Load-shedding should be regarded as unconstitutional
In summary, load-shedding should be regarded as unconstitutional per se for the following reasons:
- The Constitution does not empower the government to establish or maintain monopolies on any goods or services, outside of things like police and military defence.
- The government, through conscious political decision-making, has forced South Africans to be dependent upon it exclusively for their electricity needs.
- The government, despite its self-bequeathed monopoly, has failed to provide the service upon which it has forced South Africans to be dependent.
- Furthermore, the government has failed to take obvious steps to end the electricity crisis it has created.
- Instead, the government has come to permanently rely on what is meant to be an interim, mitigatory measure, which measure causes immense harm to the vital interests of South Africans.
- Utilising the interim, mitigatory measure on a permanent basis as a stand-in for actually solving the problem is not indicative of government acting diligently, as the Constitution requires.
- Nor can it be said that government is ‘trying’, in good faith, to solve the problem, when it is actively spending its limited revenue on less pressing budget items.

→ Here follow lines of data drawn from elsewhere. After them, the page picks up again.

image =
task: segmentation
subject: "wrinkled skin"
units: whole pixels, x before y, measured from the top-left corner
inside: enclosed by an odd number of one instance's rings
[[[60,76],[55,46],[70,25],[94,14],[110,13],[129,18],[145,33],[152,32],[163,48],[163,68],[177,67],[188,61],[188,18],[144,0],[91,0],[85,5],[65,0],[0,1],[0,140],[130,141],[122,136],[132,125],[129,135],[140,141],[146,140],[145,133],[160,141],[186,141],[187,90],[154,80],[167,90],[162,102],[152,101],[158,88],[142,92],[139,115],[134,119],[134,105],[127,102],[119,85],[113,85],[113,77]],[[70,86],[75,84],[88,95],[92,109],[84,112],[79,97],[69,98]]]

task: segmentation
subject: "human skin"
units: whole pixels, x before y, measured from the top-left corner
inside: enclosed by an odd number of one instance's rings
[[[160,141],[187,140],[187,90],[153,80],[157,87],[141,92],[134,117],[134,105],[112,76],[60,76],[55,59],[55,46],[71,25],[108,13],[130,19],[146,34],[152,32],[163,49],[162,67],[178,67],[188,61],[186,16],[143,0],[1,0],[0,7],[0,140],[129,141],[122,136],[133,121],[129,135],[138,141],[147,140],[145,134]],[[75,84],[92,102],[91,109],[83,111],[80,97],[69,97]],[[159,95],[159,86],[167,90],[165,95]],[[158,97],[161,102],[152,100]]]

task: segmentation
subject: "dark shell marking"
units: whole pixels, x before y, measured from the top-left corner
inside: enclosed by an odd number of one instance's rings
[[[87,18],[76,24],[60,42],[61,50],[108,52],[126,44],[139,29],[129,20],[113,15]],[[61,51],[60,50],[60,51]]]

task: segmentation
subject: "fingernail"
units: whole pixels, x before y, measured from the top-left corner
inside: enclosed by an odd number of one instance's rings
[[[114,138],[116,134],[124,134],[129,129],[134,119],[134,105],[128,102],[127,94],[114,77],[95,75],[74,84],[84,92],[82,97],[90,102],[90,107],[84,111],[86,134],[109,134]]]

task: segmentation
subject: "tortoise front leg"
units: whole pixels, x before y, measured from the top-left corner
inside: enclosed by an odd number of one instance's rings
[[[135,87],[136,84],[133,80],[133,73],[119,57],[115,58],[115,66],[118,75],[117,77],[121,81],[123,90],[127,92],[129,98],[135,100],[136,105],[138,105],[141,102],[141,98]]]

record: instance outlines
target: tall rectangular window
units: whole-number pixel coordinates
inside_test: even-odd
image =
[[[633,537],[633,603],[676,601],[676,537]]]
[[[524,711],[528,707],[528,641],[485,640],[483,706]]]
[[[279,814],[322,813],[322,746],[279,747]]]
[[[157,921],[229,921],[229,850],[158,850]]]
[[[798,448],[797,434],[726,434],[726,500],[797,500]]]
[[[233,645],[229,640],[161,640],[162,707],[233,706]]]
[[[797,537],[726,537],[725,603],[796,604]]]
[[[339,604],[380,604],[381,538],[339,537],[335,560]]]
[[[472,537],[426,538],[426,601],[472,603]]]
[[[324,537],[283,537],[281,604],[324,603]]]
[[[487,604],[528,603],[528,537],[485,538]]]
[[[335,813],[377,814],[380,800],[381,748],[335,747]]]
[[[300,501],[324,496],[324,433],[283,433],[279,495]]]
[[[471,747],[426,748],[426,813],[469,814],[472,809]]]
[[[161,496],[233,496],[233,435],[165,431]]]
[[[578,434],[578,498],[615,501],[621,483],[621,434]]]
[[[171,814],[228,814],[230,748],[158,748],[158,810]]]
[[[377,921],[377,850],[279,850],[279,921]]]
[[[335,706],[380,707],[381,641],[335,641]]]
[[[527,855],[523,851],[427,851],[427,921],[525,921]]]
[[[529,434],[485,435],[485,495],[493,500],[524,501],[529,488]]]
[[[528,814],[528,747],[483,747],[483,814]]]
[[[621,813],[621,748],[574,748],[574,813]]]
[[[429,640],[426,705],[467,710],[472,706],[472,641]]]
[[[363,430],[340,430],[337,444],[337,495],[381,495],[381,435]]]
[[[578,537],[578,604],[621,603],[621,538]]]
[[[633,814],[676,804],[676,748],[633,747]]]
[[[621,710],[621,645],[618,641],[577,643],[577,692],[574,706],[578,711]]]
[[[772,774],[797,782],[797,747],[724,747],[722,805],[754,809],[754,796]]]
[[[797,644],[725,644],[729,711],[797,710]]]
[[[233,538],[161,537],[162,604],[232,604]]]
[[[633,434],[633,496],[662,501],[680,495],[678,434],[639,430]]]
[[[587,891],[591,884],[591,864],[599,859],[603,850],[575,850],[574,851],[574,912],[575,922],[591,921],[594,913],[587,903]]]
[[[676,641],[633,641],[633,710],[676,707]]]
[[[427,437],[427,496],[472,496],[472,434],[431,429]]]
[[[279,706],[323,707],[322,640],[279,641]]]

As a result, the courts would be right to signal, decisively, to the government, that it may no longer liberally utilise the interim, mitigatory measure of load-shedding as a way to duck its responsibility to solve a crisis it has created. While Judge Davis’ judgment is praiseworthy in this respect, it still did not go far enough.
Solving the problem
Kenny’s solution to all of this is simply for Eskom to be better, and for it to be allowed to be better, for instance by disregarding race and political considerations. I agree with all of this, but this to me does not appear as a fundamental solution. For as long as Eskom is a monopoly and subject to the control of the state – as it will remain if it is a monopoly – then it will be exposed to political considerations. This in turn, exposes South Africans perpetually to centralised risk, where our vital interests – so interwoven with electricity supply – will always depend on the competence and integrity of South Africa’s political class.
This is not a risk we should continue to take. The speedy privatisation, deregulation, and – in general – liberalisation of the electricity sector, is an imperative.